Jackson County's Board of Commissioners hopes to test the waters on the popularity of a proposed monthly housing surcharge, intended to free up $6.8 million in general-fund dollars for the 2013-14 budget and increase financial stability in coming years.
The county plans to survey county residents about their thoughts on the proposed ordinance's latest draft. If there is overwhelming support, officials will continue on course. If not, it's likely dead in the water.
"It will give us an indication on the flavor," said Commission Chairman Don Skundrick. "We don't want to be spitting in the wind."
Skundrick added the board does not want to spend the $150,000 to $170,000 required to finance a special election if it's clear the proposed ordinance has no chance at the ballot box.
It's not yet known when the survey period would begin or what methodology would be used to gather the data, county officials said.
Under the current proposal, the monthly surcharge would be collected from individual apartments, homes and businesses. The person who has the primary right to occupy the dwelling would be responsible, county officials said. Vacant apartments would be the landlord's responsibility. Transient lodging units at hotel, motel and bed-and-breakfast facilities would be exempt.
The proposed surcharge would not exceed $7 — plus any Consumer Price Index increases — for the first five years, and would not exceed $10 plus CPI adjustments in subsequent years. County officials said the surcharge could be reduced or eliminated, depending on new revenues.
All money collected would go the Jackson County Jail, thereby freeing up general funds now spent to operate the facility. It's not yet known how the county would collect the funds.
Skundrick first proposed the surcharge to stave off proposed cuts to numerous county departments, including public safety, health and human services and libraries. Commissioners John Rachor and Doug Breidenthal have voiced their reluctance to pass an ordinance that would collect more money from taxpayers, saying they will support it only if a majority of voters say they want it, too.

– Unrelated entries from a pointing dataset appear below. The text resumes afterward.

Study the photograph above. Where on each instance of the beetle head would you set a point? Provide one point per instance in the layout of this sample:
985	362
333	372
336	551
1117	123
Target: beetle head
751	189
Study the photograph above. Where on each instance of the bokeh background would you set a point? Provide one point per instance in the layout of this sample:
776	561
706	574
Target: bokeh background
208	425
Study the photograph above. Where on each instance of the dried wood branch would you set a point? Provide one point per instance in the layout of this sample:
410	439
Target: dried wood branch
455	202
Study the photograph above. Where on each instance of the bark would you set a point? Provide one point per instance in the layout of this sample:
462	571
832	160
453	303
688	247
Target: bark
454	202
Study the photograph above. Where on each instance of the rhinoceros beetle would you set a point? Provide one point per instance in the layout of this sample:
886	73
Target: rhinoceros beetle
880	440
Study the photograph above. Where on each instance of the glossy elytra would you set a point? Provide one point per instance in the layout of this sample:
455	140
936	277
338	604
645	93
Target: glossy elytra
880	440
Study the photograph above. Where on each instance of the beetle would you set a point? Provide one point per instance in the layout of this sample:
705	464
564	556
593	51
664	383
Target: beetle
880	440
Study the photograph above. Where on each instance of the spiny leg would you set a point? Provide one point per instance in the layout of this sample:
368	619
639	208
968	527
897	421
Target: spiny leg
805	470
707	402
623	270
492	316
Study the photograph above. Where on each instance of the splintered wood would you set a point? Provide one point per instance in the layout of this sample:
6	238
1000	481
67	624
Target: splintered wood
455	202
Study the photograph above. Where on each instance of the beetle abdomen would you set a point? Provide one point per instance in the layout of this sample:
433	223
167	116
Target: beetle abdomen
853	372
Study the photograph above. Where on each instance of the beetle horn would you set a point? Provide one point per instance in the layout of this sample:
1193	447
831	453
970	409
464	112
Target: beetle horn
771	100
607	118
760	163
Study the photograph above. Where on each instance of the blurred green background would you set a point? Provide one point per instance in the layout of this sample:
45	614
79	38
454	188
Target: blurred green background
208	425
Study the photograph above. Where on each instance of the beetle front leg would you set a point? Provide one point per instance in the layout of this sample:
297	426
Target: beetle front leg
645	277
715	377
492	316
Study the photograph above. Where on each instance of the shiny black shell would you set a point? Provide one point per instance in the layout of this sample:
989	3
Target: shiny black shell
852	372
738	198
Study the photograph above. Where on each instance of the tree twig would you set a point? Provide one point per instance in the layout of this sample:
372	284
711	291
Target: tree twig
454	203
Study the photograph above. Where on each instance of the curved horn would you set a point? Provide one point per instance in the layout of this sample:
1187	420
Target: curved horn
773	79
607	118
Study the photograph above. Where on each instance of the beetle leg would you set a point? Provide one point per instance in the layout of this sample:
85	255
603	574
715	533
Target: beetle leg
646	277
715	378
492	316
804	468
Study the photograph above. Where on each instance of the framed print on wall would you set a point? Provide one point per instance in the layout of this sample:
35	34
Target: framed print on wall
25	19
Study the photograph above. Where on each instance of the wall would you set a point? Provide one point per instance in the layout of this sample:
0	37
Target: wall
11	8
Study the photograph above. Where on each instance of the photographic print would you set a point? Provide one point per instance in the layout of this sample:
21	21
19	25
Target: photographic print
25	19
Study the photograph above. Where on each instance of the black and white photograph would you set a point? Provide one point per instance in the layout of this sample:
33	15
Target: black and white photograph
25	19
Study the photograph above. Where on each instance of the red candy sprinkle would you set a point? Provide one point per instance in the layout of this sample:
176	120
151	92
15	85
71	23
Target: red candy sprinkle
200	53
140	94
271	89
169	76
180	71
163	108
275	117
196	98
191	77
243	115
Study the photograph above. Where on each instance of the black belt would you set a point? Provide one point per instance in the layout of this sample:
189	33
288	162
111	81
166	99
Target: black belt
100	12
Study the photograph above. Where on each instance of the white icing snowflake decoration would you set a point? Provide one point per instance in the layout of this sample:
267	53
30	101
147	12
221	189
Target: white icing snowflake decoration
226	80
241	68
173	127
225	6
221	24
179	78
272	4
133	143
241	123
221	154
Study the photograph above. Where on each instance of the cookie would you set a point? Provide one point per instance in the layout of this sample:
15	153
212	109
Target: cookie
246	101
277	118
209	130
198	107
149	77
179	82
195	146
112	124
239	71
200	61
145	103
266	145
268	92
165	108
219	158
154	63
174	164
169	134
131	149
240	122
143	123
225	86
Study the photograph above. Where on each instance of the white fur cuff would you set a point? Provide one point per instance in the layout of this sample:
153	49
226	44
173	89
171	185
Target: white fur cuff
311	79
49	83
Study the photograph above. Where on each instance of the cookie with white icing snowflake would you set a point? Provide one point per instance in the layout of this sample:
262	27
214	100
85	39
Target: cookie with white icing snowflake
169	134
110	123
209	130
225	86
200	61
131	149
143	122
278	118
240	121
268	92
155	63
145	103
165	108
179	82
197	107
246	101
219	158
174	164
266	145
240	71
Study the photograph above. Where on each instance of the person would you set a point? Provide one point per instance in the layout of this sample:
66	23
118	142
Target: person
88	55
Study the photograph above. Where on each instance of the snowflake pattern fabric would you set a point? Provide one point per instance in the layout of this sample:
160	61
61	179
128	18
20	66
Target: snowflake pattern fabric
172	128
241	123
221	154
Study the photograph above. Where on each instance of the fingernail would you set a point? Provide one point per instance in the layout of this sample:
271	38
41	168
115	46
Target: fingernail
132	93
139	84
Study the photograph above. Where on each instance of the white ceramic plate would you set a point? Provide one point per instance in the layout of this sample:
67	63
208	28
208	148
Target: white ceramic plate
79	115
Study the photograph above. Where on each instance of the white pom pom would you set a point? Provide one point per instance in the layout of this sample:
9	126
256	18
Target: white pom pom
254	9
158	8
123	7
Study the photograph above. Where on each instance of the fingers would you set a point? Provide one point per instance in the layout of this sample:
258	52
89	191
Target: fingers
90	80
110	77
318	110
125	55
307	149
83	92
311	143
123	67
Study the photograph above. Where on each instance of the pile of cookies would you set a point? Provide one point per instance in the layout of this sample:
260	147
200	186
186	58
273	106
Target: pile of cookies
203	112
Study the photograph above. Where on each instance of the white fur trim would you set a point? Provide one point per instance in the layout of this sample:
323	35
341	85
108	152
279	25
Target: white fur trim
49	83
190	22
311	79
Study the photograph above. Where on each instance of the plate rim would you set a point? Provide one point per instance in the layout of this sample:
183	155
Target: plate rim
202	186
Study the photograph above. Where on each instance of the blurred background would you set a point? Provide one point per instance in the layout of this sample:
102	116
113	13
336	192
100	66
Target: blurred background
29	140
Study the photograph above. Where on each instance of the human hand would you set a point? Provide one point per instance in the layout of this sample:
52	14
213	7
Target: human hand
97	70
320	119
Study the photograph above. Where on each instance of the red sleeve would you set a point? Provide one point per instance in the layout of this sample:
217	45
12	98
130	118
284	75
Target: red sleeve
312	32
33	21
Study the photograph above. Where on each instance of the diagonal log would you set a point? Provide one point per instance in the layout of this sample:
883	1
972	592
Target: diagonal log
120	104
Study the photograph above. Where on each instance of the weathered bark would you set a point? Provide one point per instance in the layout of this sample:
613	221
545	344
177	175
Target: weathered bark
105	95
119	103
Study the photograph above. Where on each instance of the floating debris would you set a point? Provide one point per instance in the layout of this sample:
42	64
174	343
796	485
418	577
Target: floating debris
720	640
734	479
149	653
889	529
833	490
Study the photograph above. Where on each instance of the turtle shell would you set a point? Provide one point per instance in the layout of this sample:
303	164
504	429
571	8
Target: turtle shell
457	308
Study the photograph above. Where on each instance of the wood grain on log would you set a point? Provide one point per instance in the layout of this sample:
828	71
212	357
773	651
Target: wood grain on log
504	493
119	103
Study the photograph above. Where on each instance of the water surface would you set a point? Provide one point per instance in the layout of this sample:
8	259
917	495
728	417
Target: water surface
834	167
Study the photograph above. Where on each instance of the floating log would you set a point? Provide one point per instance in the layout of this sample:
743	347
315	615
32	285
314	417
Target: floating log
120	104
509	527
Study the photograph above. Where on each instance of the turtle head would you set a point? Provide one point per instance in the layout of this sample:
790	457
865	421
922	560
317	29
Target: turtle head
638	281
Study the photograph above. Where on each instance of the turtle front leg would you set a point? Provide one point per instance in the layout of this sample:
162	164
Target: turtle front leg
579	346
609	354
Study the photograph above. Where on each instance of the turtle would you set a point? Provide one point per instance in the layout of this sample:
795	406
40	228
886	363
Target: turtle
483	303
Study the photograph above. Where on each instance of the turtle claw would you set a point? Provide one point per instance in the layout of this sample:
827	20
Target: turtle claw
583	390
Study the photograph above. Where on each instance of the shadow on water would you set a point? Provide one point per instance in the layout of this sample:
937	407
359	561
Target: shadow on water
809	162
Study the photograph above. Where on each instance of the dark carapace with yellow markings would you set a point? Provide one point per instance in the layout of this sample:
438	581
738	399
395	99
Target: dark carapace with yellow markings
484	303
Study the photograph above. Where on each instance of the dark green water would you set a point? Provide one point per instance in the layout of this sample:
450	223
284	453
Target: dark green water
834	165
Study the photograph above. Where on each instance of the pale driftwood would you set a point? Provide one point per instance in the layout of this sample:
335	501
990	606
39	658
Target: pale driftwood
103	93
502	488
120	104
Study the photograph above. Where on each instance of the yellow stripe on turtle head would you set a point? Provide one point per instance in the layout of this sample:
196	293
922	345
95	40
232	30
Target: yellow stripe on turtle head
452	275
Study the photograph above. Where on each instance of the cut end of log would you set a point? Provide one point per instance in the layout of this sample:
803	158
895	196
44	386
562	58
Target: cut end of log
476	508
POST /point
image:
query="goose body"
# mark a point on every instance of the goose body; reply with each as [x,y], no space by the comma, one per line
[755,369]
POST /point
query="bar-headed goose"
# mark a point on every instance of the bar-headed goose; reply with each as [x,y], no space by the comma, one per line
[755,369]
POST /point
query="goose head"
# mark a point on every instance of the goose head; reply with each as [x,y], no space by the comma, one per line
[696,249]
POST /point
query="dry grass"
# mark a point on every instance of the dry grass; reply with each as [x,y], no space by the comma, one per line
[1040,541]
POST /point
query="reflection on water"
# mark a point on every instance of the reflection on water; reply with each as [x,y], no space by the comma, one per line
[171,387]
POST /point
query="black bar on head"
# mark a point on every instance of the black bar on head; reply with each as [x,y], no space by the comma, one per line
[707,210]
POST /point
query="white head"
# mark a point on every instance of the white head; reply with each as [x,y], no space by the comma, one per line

"I'm not opposed to it as long as it's approved by a vote of the people," Rachor said, adding that without some type of new revenue the county will face drastic cuts. "We want to take care of the situation now while we still have some reserves."
Skundrick said he's not anticipating a landslide of support. But if the proposed measure is presented in the "right way," he believes it can garner enough to pass.
"There are some who are going to be absolutely opposed no matter what," Skundrick said.